Z powodu tego północnego dryfu można sobie wyobrazić scenariusz, w którym kontynenty, z wyjątkiem Antarktydy, ciągle dryfują na północ. Oznacza to, że w końcu zgromadziłyby się one wokół bieguna północnego w superkontynencie zwanym Amazją.
W tym scenariuszu zarówno Atlantyk jak i Pacyfik pozostałyby w większości otwarte.
Wśród tych czterech scenariuszy uważamy, że Novopangea jest najbardziej prawdopodobny.
Jest to logiczna progresja obecnych kierunków dryfu płyt kontynentalnych, podczas gdy pozostałe trzy zakładają, że w grę wchodzi inny proces. Musiałyby istnieć nowe atlantyckie strefy subdukcji dla Aurica, odwrócenie otworu atlantyckiego dla Pangea Ultima, lub anomalie we wnętrzu Ziemi pozostawione przez Pangeę dla Amasia.
Badanie tektonicznej przyszłości Ziemi zmusza nas do przesuwania granic naszej wiedzy i do myślenia o procesach, które kształtują naszą planetę w długich skalach czasowych.
Prowadzi nas to również do myślenia o systemie ziemskim jako całości i rodzi szereg innych pytań – jaki będzie klimat następnego superkontynentu? Jak dostosuje się cyrkulacja oceanów? Jak życie będzie ewoluować i przystosowywać się?
To są pytania, które przesuwają granice nauki dalej, ponieważ przesuwają granice naszej wyobraźni.

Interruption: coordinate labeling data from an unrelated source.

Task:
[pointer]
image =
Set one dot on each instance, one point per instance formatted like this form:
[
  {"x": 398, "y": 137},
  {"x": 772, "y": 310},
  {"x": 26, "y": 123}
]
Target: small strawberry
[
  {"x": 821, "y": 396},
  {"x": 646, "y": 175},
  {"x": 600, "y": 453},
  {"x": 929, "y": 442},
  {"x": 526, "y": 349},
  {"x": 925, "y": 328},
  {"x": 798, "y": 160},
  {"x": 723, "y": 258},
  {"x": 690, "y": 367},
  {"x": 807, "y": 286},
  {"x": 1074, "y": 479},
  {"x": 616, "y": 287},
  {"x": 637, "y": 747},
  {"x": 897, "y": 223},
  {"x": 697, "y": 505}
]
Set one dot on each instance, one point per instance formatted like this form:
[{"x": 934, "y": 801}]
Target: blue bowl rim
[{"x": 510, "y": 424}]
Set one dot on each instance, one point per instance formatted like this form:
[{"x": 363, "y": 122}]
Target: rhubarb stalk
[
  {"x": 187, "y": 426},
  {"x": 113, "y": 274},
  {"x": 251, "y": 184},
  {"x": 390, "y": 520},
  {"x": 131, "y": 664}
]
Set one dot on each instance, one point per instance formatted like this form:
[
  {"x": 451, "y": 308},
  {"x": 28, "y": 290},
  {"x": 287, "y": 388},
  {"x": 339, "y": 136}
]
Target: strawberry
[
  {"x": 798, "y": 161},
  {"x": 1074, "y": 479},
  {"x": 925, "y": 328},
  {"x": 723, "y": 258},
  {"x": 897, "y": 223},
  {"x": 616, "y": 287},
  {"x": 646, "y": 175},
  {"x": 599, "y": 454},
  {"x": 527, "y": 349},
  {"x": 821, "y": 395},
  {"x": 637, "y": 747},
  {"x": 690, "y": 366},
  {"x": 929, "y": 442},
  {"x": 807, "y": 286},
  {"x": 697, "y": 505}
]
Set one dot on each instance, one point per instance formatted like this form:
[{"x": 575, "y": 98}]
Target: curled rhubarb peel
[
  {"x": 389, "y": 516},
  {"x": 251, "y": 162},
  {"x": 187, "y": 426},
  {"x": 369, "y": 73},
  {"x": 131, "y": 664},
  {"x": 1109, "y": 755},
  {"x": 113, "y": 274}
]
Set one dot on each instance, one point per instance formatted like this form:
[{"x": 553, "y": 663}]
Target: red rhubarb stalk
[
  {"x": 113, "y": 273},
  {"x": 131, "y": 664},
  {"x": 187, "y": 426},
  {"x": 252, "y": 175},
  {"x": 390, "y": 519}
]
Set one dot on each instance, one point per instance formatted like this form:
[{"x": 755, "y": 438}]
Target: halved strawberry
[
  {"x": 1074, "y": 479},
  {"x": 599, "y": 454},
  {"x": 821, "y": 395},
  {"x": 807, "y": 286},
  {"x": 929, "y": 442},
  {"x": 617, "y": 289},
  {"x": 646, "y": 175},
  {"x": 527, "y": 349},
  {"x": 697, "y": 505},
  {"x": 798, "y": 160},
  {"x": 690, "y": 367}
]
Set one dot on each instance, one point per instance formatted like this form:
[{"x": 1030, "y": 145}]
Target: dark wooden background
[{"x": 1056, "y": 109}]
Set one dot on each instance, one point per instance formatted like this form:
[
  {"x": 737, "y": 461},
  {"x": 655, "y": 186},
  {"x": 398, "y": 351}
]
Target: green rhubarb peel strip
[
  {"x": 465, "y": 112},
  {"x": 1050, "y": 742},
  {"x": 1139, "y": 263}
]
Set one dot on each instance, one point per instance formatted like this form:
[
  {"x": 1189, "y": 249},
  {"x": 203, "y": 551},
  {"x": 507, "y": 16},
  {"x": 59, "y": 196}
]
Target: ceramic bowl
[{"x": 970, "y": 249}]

Mattias Green, wykładowca oceanografii fizycznej, Uniwersytet Bangor; Hannah Sophia Davies, doktorantka, Universidade de Lisboa , i Joao C. Duarte, badacz i koordynator grupy geologii morskiej i geofizyki, Universidade de Lisboa.
Ten artykuł został ponownie opublikowany z The Conversation na licencji Creative Commons. Przeczytaj oryginalny artykuł.